In 2016, Greene appeared in eight games for the Jaguars and recorded five receptions for 32 yards, and lost one fumble. He also contributed 131 punt return yards before going down with an Achilles injury. He was placed on injured reserve on December 3, 2016.

On September 2, 2017, the Jaguars placed Greene on injured reserve.
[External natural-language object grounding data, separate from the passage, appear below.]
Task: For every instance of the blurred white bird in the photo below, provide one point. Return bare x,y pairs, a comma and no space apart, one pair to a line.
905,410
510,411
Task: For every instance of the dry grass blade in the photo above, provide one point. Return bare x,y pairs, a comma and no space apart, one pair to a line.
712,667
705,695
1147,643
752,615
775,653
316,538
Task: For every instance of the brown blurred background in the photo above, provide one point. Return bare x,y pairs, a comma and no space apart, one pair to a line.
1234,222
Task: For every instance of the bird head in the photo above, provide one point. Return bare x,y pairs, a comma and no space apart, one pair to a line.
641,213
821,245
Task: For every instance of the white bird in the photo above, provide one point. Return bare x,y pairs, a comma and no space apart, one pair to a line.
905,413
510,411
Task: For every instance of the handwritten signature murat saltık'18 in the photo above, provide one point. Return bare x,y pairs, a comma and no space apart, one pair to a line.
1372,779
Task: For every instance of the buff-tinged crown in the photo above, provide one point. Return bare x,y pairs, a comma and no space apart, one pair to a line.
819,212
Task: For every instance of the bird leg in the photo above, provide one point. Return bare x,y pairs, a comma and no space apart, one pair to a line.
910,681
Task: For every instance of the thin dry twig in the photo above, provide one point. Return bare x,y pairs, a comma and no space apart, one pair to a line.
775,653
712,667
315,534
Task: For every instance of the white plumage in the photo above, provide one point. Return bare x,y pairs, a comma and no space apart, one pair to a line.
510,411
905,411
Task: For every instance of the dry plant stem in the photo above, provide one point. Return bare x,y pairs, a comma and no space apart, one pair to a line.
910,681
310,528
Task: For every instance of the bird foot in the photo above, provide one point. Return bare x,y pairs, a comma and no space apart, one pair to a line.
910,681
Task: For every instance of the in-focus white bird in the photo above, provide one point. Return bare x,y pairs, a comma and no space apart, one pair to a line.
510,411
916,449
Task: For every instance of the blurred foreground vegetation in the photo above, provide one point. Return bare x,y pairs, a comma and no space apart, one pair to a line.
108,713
On September 15, 2018, Greene was released by the Jaguars, but was re-signed two days later. In Week 11 against the Colts, with 1:35 left in the game and the Jaguars trailing by three, Greene fumbled his only catch of the game (and only his third of the season), leading to a loss.

===Saskatchewan Roughriders===
In February 2020, Greene signed with the Saskatchewan Roughriders of the Canadian Football League. The team announced his retirement on April 9, 2021.

==Personal life==
Greene is married and has three sons.